Why blogger?

Nicole and I have a lofty statement about the purpose of this editor’s blog in our strategic plan, but I think what it boils down to is that our magazine needs what all magazines need:

  • a way to initiate conversation with its readers;
  • another way to invite readers to enjoy its print and online content;
  • a way to introduce readers to the people who are delivering that content to their homes.

Nina (who moves the content of the online edition content to the web), Bridget (v-p of our division) and I took part in a simulcast this week from the CASE Editors Forum. We heard Sally Hicks, editor at Duke University’s divinity school, speak to this annual gathering of college and university editors about her well-read online-only publication, Faith & Leadership. The Duke team moved Faith & Leadership online four years ago, she said, and it has proved hugely popular with their readership. Looking back, though, she wished they had made a space for conversation with their readers; she wished they had paid as much attention to pushing their content out across various platforms as they did to producing it. (Oddly, in more or less the same breath she dismissed their blog – which does both those things –  as “something everyone had to have, four years ago.”)

She wondered, too, about the fact that her readers often did not realize. as they landed on her content, that it came from Duke. Here, I think it’s important not to miss the point. The web offers us a magnificent opportunity for generosity. Disseminating great content – news, reflection, entertainment, inspiration – is  right in line with the mission of the institutions of higher learning we represent, and surely it is good communications practice, also. After all, we are not the only ones both contributing to, and benefiting from the constant flow of information.
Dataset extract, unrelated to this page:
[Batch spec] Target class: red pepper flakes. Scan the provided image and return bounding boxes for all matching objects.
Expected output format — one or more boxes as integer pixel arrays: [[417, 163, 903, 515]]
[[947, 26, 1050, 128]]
We can leave it to the economics of abundance to take care of the rest.

And, let’s be honest, it is plain good fun for an editor to have a place where she can free-write and break a few rules with impunity: rules like the one about, never run a question as your headline!

Oh, and for any who care, here’s the afore-mentioned lofty objective for THIS blogging project:

To broaden visibility and recognition of St. Norbert College by establishing an editor’s blog that connects St. Norbert College Magazine, its publication process and its online and print editions, with its readership, and a broader audience that includes other professionals in publishing and higher education.